Click on the box above to hear the tune HYFRYDOL

Wednesday, December 13
Professor Eric Wall

If you hum, sing, or play the hymn-tune HYFRYDOL, or listen to it here, alongside this Isaiah reading, you might fi nd that the two have a similar kind of rise-and-fall. The tune’s beginning (any tune’s beginning if it is familiar or well-loved) might suggest comfort. The higher notes might echo Isaiah: a voice cries out, [the mouth of the Lord has spoken. In the contrasting third phrase, we might hear the questioning in the next words of Isaiah:] What shall I cry? Surely the people are grass. And the tune’s highest, most expansive phrase comes near the end, like the herald is bidden to get to a high place and lift up a voice.
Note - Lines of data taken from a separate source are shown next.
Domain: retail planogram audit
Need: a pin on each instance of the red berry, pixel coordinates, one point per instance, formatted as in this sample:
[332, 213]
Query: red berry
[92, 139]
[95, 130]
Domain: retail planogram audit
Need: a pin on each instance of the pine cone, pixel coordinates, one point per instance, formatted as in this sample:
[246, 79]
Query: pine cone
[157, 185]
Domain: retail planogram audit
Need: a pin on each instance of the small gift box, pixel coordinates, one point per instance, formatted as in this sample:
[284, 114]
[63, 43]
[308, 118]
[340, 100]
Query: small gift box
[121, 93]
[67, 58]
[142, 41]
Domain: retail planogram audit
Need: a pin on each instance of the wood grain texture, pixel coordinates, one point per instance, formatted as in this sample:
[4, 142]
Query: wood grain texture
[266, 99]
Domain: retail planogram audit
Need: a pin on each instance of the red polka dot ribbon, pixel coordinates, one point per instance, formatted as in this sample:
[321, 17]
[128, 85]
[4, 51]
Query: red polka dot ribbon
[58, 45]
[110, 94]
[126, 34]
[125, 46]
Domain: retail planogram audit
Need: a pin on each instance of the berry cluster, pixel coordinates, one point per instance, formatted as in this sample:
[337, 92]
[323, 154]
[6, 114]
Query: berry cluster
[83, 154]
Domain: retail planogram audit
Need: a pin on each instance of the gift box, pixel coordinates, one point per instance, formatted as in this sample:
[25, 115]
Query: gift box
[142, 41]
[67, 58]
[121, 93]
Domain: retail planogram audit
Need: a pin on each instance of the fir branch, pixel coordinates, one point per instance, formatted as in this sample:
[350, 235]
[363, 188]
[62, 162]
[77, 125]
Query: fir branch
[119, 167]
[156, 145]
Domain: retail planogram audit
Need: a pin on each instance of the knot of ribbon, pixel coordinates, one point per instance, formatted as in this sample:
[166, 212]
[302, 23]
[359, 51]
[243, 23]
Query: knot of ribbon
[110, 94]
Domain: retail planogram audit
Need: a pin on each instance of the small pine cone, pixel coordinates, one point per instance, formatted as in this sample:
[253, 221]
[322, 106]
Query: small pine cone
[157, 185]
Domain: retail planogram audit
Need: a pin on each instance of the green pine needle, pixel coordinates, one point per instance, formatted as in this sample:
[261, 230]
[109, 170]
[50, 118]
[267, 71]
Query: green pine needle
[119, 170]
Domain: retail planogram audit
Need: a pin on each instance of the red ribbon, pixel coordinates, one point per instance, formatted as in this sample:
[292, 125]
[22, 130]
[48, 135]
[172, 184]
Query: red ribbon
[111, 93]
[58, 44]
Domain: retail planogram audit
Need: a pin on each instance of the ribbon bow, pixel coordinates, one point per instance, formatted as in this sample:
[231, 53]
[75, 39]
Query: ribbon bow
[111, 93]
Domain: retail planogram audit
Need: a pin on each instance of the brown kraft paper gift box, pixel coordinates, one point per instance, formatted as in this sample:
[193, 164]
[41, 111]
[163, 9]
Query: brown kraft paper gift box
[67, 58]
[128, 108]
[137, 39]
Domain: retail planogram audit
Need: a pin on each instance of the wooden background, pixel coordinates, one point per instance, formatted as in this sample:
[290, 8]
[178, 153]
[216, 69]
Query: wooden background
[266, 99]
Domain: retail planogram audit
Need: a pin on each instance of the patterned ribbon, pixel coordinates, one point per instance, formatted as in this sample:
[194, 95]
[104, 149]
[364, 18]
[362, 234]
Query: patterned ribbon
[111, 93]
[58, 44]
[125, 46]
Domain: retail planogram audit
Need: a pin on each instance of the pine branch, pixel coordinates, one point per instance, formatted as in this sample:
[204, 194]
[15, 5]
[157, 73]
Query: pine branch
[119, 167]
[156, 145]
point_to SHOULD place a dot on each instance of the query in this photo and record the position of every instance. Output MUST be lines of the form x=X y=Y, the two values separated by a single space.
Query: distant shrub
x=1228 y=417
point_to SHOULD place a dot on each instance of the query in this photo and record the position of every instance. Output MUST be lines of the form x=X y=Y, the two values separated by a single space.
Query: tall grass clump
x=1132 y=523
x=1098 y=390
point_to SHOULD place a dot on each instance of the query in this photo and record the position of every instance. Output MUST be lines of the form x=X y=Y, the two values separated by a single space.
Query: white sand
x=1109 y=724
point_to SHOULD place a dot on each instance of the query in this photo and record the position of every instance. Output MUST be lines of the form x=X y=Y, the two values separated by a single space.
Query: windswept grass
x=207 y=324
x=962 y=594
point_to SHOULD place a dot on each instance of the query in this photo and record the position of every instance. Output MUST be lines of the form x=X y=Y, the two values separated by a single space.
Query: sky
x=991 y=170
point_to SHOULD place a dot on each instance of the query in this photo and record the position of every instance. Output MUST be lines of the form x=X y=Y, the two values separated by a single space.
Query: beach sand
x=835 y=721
Biblical texts do indeed sing. If you were asked not to “hum HYFRYDOL” but to sing or think of “Love divine, all loves excelling, joy of heaven to earth come down,” you might hear the music even more immediately. Words are often aloft on hymn-tunes, just as a chapter like Isaiah 40 seems to be soaring as we read it. Charles Wesley was, of course, not writing about Isaiah 40. Or was he?

Jesus, thou art all compassion; pure, unbounded love thou art;
visit us with thy salvation; enter every trembling heart.

Do we hear the first two verses of this chapter in the stanza above? Do we hear the echoes elsewhere?

Breathe, o breathe thy loving Spirit into every troubled breast
“The grass withers when the breath of the Lord blows upon it …
but the word of our God will stand forever.”

Suddenly return and never, nevermore thy temples leave
“Say to the cities of Judah, ‘Here is your God!’”

Lost in wonder, love, and praise
“The glory of the Lord shall be revealed, and
all people shall see it together.”

Are Isaiah and Wesley making the same prayer?